A transfer from Lackawanna (Pa.) College, the 6-foot-3, 263-pound Wesco entered WVU last summer as a third-year sophomore, having taken a medical redshirt his second season at in junior college because of a knee injury. That surgically repaired knee slowed him in preseason camp and didn’t allow him to see any game action in the non-conference potion of the schedule. But then Wesco, a native of Gerrardstown, W.Va., which is near Martinsburg, became a regular fixture at tight end in the final 10 games. A number of Skyler Howard passes came his way, though his only catch of the year was a TD grab against Iowa State. A former high school quarterback and all-state basketball player at Musselman High School, West Virginia hopes to utilize Wesco more and more in his final two seasons. But his primary role is and always will be as a blocker.
Wellman serves the same block-first function from his fullback position, and his value to West Virginia’s offensive is undeniable. Of the Mountaineers’ 983 offensive snaps last year, Wellman was on the field for 55 percent of them (540). He has gotten semi-regular touches in his three previous seasons as at WVU starter, heading into his senior season with 30 career rushing attempts for 121 yards and one touchdown and 11 catches for 35 yards and three more TDs. But the 6-foot-1, 241-pounder from Huntington, W.Va., is best known as a blocker. In fact, last year, when WVU running back Rushel Shell was asked his favorite play, he said emphatically, “Any one where Elijah is my lead blocker.”
The question for West Virginia at the fullback and tight end positions isn’t about who will start – Wellman and Wesco have those jobs locked down – but about who will back them up. None of the players currently listed behind Wellman or Wesco have ever played in a college football game before.
What WVU has at fullback are a couple walk-ons in Elijah Drummond and Matt Vucelik, as well as true freshman Maverick Wolfley. A 5-foot-11, 223-pound redshirt freshman from Bridgeport, W.Va., Drummond drew praise last fall as a member of the scout team. A very good linebacker and running back at Morgantown High, the 6-foot-1, 252-pound Wolfley, who enrolled at WVU this past January, is being groomed to take over for Wellman after the senior graduates. Wolfley could potentially see action in 2017, though West Virginia’s coaches hope to redshirt him this coming fall and then turn him loose the next season. But a Wolfley redshirt means that Wellman stays healthy and that Drummond and/or Vucelik can handle any backup duties.
The situation at tight end is similar, though there isn’t a scholarship freshman waiting in the wings.

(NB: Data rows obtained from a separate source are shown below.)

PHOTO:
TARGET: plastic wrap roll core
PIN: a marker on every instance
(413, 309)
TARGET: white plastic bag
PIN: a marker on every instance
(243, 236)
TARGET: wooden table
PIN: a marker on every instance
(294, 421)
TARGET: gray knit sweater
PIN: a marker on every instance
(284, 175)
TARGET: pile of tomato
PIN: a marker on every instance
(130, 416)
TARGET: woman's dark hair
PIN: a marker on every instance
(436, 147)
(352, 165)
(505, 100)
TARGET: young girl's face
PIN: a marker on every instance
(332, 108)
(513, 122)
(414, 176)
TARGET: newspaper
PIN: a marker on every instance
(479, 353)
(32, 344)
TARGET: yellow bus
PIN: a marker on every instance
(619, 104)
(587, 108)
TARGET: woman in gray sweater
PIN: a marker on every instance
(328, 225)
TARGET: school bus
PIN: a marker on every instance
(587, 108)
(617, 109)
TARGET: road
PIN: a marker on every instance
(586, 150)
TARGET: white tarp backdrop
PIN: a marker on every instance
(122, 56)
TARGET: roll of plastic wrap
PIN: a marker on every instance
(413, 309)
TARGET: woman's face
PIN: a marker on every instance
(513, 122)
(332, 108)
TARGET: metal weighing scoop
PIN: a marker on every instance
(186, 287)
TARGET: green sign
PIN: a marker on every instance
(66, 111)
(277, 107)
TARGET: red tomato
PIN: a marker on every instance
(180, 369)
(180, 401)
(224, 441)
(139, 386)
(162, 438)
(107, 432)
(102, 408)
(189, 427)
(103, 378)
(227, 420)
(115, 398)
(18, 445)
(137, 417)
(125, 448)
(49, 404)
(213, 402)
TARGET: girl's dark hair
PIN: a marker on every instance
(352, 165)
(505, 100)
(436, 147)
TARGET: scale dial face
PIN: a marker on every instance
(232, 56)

The only pure tight ends currently behind Wesco are a pair of redshirt freshmen walk-ons. Matt Bezjak (6-4, 234 lbs.) and Nate Green (6-4, 260 lbs.) both worked with WVU’s scout team last fall, and now they are jockeying for a backup job. West Virginia will also likely do what it’s done in the past when it wants to utilize a two tight end set and that is insert an extra offensive lineman opposite Wesco. Last year Rob Dowdy was used in that role a good bit, and even though his primary vocation is as an offensive lineman, the 6-foot-6, 299-pound sophomore could again slip into a tight end spot when necessary.

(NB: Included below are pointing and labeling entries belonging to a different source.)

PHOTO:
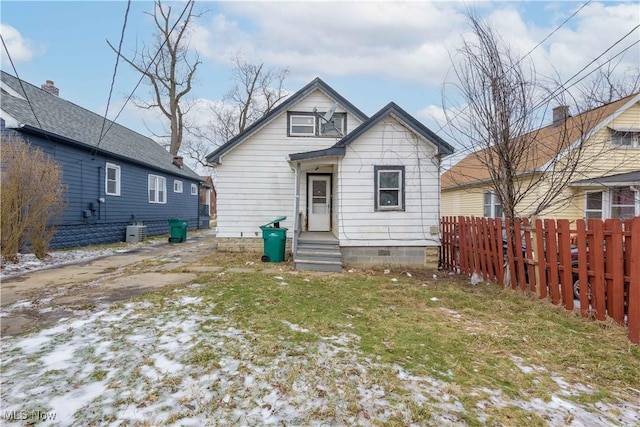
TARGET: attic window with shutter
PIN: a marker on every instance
(625, 137)
(314, 124)
(301, 124)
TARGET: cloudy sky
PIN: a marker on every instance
(370, 52)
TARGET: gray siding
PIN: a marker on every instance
(84, 175)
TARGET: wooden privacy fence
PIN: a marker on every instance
(553, 258)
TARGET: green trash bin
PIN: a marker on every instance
(275, 240)
(178, 230)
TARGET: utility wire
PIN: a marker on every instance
(21, 85)
(113, 78)
(147, 69)
(564, 85)
(448, 121)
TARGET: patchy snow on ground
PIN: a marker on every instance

At one point West Virginia had hoped that Maverick Wolfley’s older brother Stone would be fill a role at the tight end position. But this past spring WVU’s coaches moved the redshirt sophomore over to the defensive line.
The Mountaineer coaches are still keeping their eyes open for a last-minute addition to the tight end position as well, via either a late qualifying junior college player or a graduate transfer. Chris Deloach, a 6-foot-4, 245-pounder at East Central (Miss.) Community College, is one junior college player who WVU is looking at and could potentially join the squad this summer.